Vocalist Jon Anderson and keyboardist Rick Wakeman from the classic Yes lineup recently joined forces with Trevor Rabin — the guitarist from the band's more pop-oriented '80s era — to fulfill their long-held desire to work together outside the structure of their former band. Last month, the group embarked on its first U.S. tour as Anderson, Rabin & Wakeman (ARW, for short).
The three musicians got together in August for rehearsals, and soon added bassist Lee Pomeroy and drummer Lou Molino to round out the lineup. "We're going to be doing Yes classics," Anderson says. "That's part of who we are. We're not doing anything other than retaining our musical history and putting it out there as a tour."
Even so, the singer doesn't entirely rule out the possibility of adding some non-Yes music to the repertoire at some point. "I'd like to hear Trevor do one of his pieces of music from a movie," he says, "and I'd like to hear Rick do some new compositions."
In fact, though the details haven't been shared fully — "I've got the lyrics for five or six songs in front of me," Anderson teases — the group's plans already extend three years into the future.
In the meantime, though, ARW's focus will still fall squarely on presenting the music most associated with each of the former Yes musicians.
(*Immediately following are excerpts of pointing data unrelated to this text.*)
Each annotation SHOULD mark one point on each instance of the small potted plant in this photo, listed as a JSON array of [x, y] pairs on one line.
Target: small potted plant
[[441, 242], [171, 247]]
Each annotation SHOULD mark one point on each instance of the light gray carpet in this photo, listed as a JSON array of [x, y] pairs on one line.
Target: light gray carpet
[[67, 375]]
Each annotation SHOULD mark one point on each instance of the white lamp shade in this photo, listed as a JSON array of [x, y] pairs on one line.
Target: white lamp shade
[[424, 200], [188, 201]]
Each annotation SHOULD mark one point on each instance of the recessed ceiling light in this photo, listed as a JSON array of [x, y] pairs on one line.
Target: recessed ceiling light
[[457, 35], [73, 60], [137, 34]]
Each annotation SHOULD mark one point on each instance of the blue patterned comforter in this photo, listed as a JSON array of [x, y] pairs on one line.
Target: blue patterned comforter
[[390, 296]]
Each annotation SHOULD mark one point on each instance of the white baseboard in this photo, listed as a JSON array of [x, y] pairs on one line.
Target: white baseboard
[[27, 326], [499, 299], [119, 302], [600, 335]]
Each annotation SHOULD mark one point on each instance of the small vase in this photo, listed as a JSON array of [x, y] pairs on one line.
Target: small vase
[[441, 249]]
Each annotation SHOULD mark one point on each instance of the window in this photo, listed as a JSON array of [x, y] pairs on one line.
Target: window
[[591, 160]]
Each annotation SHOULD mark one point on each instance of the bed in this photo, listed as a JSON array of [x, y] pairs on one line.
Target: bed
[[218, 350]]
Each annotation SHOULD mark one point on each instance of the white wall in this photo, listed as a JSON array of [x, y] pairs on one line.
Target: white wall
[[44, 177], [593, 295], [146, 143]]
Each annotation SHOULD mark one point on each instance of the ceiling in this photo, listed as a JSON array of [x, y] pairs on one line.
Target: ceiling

The live set, says Anderson, will include selections from Yes' Trevor Rabin years — highlighted by 90125's "Owner of a Lonely Heart" and songs from 1994's Talk — along with favorites from the group's 1970s hit records The Yes Album, Fragile and Close to the Edge.
While the musical arrangements on Yes' 1973 live album Yessongs stayed quite close to their studio counterparts, ARW promises to take the well-known material in some different directions.
"It doesn't seem logical to carbon copy the songs anymore," says Anderson. "Because it's 40 years later ... 50 years later in some cases." He notes that some long-established bands play their songs exactly the same way they always have. "I'm thinking, 'Well, that's OK, but it's not what I want to do.' The song always comes through in the end, no matter how you surround it musically."
At age 62, South African-born guitarist Trevor Rabin is the youngest member of ARW's core group. Anderson is 71; Wakeman is 67. Both Anderson and Wakeman have had serious health issues in the past. A severe asthma attack in 2008 eventually led to Anderson's departure from Yes. Wakeman has survived three heart attacks and numerous other health problems stemming from his rock 'n' roll lifestyle.
The two musicians are much healthier now. Wakeman's been sober since 1985, and they're both excited about touring the States, which will be followed by more European dates and a tour of the Far East.
"It's going to be exciting on many levels," Anderson believes. "Life is a challenge. I don't want to stop doing challenges. I'll be 103, and I'll stop then."